SCOTUS and Fouled-Up Free Speech
What constitutes an “immoral or scandalous” trademark? And who gets to decide?
This week the Supreme Court of the United States (SCOTUS) rendered yet another smackdown to the U.S. Patent and Trademark Office (USPTO), ruling it cannot censor trademarks it views as “immoral or scandalous” — whatever that is. Joined by Justices Ruth Bader Ginsburg, Clarence Thomas, Samuel Alito, Neil Gorsuch, and Brett Kavanaugh, Justice Elena Kagan delivered the Court’s opinion, stating, “The First Amendment does not allow the government to penalize views just because many people, whether rightly or wrongly, see them as offensive.” This, after rendering a related opinion two years ago striking down a similar USPTO ban on “disparaging” trademarks — whatever those are. And therein lies the problem.
“Free speech”, by definition is, well, free. Our Constitution has been gerrymandered no small amount by carve-outs to “free” speech, each of which permit a license to the government to censor certain speech by calling it, effectively, “not ‘free speech.’” In legal jargon, such utterances and expressions are said to be “unprotected” — unprotected, that is, by the U.S. Constitution. Of course, the Constitution itself is utterly silent on the issue of “unprotected” speech, simply stating, “Congress shall make no law … abridging the freedom of speech…” But the courts have certainly not been so silent.
Thus, “obscenity,” “fighting words,” “fraudulent misrepresentation,” “advocacy of imminent lawless behavior,” and “defamation” over the years have been judicially morphed into “unprotected” speech. Perhaps there’s a place for such “aardvark” speech categories. Perhaps. The real problem manifests itself, though, when government agencies hold the hammer on what-is-and-what-is-not “free speech.” That’s when human-in-the-loop problems — biases, errors in judgment, and outright maliciousness — arise. Fortunately, the Court is now attempting to put the genie at least partially back in the bottle, holding that it is not the role of the USTPO to “deem” which images or words are “immoral” or “scandalous.” In the instant case the USPTO had refused registration of the acronym formed from the words, “Friends U Can’t Trust.” Yes, we know what it spells and sounds like — puhleaze: Tack on “Up” after it and you’re left with our opinion of the acronym itself. That said, as to the right to such a trademark, that’s a different story.

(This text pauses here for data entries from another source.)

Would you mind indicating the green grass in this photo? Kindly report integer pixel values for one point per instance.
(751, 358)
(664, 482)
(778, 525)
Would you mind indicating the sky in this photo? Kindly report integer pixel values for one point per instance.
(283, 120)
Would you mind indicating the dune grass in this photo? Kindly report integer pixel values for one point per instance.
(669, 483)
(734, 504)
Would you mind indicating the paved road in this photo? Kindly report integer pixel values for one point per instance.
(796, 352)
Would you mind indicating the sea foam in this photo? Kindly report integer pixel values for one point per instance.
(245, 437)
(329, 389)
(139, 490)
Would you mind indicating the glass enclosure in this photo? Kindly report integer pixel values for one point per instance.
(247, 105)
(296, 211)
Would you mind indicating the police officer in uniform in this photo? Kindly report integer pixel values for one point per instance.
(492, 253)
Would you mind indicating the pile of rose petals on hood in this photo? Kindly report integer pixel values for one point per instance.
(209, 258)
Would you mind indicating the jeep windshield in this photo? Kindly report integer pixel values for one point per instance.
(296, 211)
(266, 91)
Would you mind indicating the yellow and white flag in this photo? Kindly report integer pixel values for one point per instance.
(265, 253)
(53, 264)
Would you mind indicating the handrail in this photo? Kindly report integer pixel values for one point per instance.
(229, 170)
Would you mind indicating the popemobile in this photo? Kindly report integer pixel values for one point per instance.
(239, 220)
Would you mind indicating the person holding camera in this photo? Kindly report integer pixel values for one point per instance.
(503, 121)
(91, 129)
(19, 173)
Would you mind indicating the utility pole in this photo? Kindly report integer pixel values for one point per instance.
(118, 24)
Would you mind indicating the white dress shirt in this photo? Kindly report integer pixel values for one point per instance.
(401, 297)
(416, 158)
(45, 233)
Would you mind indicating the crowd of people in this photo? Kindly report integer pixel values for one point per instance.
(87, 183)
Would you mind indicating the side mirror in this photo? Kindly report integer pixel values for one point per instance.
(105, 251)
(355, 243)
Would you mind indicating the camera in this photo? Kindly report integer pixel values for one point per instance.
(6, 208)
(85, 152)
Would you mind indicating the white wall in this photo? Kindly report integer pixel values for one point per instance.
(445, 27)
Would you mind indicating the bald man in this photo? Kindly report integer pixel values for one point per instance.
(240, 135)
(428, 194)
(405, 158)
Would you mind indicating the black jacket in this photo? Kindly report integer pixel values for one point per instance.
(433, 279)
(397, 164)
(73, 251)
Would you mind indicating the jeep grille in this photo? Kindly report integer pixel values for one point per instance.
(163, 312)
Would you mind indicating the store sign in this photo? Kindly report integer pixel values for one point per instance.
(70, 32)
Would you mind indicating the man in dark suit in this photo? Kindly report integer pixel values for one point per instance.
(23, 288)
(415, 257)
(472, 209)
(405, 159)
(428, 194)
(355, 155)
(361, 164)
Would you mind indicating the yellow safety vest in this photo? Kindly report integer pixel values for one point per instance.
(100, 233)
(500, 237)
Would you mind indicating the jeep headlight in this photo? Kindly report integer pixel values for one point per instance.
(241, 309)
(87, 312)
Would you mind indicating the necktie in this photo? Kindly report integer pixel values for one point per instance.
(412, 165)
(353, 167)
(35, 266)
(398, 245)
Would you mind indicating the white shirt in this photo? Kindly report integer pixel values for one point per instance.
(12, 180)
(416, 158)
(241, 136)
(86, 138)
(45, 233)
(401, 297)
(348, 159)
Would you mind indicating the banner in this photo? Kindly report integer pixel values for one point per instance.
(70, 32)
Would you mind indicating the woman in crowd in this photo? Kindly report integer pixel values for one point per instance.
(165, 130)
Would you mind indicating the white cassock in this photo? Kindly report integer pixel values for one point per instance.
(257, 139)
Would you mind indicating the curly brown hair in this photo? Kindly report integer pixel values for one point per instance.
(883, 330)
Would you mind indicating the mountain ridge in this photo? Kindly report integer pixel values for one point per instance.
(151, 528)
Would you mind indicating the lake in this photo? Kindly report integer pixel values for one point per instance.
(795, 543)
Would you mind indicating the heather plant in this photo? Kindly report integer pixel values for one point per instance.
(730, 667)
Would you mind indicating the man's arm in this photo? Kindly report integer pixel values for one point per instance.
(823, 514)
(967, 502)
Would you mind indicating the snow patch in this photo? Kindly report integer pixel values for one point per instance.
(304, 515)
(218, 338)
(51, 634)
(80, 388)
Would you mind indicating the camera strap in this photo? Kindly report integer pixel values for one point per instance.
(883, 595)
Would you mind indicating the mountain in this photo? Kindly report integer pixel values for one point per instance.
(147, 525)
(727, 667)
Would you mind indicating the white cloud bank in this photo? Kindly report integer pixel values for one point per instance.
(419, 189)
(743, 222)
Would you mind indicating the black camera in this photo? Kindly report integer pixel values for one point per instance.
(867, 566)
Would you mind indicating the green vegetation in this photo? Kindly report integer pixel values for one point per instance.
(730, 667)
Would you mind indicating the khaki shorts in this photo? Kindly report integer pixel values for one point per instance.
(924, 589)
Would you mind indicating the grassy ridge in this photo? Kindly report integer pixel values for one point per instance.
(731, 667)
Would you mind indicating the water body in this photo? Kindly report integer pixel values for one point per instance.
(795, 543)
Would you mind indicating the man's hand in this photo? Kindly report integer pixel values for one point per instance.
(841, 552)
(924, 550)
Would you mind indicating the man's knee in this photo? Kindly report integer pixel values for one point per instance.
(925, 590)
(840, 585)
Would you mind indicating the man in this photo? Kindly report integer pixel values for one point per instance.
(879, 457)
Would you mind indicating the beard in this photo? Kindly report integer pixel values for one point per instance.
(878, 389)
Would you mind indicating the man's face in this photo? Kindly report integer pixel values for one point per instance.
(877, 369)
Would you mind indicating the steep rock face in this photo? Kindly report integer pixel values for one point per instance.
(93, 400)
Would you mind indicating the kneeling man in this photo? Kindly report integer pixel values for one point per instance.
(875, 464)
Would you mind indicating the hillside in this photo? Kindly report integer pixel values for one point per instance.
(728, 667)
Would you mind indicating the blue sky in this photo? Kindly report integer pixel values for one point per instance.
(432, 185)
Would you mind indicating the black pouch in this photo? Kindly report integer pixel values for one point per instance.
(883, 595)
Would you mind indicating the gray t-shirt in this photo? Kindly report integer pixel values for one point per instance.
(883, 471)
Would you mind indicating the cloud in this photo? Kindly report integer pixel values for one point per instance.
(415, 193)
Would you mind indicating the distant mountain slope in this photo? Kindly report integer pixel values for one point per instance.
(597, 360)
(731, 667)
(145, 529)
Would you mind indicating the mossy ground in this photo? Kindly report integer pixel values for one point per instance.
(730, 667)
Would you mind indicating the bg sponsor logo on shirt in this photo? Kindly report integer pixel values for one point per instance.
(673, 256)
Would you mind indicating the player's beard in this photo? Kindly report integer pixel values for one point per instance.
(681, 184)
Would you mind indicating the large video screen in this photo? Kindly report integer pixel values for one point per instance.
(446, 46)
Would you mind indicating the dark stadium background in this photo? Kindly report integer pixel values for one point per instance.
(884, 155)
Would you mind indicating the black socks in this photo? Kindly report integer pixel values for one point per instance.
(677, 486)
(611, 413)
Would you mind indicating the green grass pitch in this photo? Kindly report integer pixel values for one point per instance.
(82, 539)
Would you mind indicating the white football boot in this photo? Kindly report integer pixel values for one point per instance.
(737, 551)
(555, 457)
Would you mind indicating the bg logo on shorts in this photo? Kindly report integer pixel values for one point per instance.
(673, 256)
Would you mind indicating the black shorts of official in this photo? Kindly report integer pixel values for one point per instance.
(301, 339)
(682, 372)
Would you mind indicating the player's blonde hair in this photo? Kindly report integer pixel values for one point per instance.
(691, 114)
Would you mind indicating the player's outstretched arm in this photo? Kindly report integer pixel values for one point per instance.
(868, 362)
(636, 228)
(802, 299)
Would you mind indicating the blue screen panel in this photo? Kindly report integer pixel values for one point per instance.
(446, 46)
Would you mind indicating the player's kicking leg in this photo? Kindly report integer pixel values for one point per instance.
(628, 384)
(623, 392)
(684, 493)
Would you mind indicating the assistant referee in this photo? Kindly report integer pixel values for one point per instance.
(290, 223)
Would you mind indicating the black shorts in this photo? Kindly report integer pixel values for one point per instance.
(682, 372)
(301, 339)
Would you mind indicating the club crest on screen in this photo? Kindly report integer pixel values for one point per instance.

Though all nine justices agreed on striking down the USPTO’s ban on “immoral” trademarks, three — Chief Justice John Roberts, Justice Stephen Breyer, and Justice Sonia Sotomayor — disagreed with the decision as to “scandalous” trademarks, believing such a designation could serve a “legitimate purpose” in barring “vulgarity and profanity.” Again: “Maybe.” But is it really the USPTO’s job to parse through the muck of what is and isn’t “scandalous”? Isn’t this the same kind of reasoning that attempted to ban the Washington Redskins’ trademark as well as the Asian-American band called the “Slants”? Where does such reasoning stop?
Attempts to define any of those terms — “scandalous,” “vulgarity,” and “profanity” — are a lot easier said than done, by the way: Over half a century of all-over-the-map jurisprudence in the gooey mess that is “free speech” amply bears this fact out, and can be found through a simple Internet search on the topic.
Notwithstanding our own opinion of the asinine trademark sought in this landmark case, we wholeheartedly agree with the Court’s nine-zip opinion, which effectively evicts the USPTO from its increasingly censorious “Morality Police” throne. In a free society, being occasionally offended is the price we all pay for being able to say what we want — through words, expressions, or even trademarks — without fear of “groupthink” censoring on the part of the anointed-few holding positions of government power. With this week’s decision, SCOTUS echoes that sentiment and gets the USPTO out of the censor business.